Bermuda hay is the choice for most flolks here. Hope that helps. It will depend too on you climate and what grows best in your area.


----------



## capriola-nd (Jul 6, 2008)

Hmmm. I don't know too much about hardiness of these grasses but we purchased clover, rye, and a timothy/orchard blend. I'd also buy some wildflower seeds for a little more variety. The more of that, the better!


----------



## sealawyer (May 31, 2009)

Kylee, If I might suggest, contact your area state agricultural agency and ask them what would be a good planting. Stick to prairie grasses, forbs, and legumes that are indigenous to your area. Many times we are sold the latest and greatest seed at the feed & seed store without a thought as to whether it will do well and thrive OR our goats will eat it. Also keep in mind that goats are browsers and like a variety of foodstuffs. Right now my goats are eating acorns like they are going out of style in the mornings, having a siesta, then going into the pasture and eating pasture stuff to balance out their diet. With a stop at the protien tub and minerals in between. We plant bahia grass and sericea lespedeza for summer, clovers for spring, and purple topped turnips and austrian winter peas for well, you guessed it, winter! BUT that is what grows well in east-central Texas, not Washington state!
Set up your pastures/paddocks for rotational grazing in order to allow for parasite help and grazing management. IT WORKS!

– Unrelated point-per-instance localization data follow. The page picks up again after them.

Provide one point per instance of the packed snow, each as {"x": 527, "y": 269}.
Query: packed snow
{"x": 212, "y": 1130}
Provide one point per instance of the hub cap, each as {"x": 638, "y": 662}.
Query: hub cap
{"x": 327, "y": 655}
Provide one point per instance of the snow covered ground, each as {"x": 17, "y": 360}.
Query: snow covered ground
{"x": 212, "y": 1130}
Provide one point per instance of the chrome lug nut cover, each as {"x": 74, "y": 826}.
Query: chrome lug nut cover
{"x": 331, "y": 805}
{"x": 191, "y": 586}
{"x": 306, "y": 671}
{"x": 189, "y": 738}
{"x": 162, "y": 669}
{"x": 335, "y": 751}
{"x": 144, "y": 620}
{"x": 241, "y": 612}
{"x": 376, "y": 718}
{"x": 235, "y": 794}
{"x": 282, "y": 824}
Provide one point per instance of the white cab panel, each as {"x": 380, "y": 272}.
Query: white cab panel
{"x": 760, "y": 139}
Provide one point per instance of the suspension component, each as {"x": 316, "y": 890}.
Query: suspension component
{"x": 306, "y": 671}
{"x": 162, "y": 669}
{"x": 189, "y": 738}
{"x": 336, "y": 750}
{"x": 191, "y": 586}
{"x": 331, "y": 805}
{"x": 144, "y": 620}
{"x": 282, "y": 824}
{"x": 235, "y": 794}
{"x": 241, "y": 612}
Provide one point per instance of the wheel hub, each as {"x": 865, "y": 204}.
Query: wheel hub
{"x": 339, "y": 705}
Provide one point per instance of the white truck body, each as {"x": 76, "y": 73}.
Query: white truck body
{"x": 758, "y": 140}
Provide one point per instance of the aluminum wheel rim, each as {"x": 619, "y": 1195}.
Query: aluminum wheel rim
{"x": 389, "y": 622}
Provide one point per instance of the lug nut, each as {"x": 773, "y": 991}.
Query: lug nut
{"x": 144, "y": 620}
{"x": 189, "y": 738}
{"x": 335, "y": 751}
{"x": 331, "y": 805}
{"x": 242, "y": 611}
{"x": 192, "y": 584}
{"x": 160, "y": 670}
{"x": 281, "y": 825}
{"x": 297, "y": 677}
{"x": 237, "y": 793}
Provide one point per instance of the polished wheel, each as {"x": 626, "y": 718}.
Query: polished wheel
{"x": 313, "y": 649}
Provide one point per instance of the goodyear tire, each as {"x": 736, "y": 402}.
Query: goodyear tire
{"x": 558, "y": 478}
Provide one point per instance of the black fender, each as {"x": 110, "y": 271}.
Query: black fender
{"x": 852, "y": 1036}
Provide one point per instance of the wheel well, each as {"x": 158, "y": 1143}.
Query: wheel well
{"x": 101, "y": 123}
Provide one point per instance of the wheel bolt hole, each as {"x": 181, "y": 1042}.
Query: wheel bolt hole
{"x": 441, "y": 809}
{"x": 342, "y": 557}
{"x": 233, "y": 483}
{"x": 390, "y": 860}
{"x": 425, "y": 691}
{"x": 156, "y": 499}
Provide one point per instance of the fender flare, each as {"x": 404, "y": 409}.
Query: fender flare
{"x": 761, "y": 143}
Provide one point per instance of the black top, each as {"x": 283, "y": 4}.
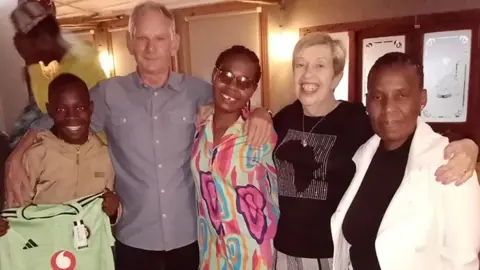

Good luck, and please do your research! :type:


----------



## KW Farms (Jun 21, 2008)

Thanks for the help guys! We actually just called up a local grass seed company who mixes different things and he is going to mix some stuff together. Olivia, after doing some research it looks like we'll be getting almost exactly what you have, but I never though about adding the wildflower seeds. Very clever.


----------



## sealawyer (May 31, 2009)

Kylee, Check and see if they have a winter mix to plant so that you will have browse during the winter and early spring too.


----------



## KW Farms (Jun 21, 2008)

Will do...good idea.


----------



## Dreamchaser (Oct 30, 2008)

Ooh, that is an interesting thought. I was thinking of doing this myself. We have burmuda grass already planted, and it's OK for the summer, though the goats don't care for it too much. And the grass is dead and brown in the winter, so no good there. My neighor who has horse pasture just replanted his, and it is pretty green despite the cold nights. I will have to ask him what he planted.


----------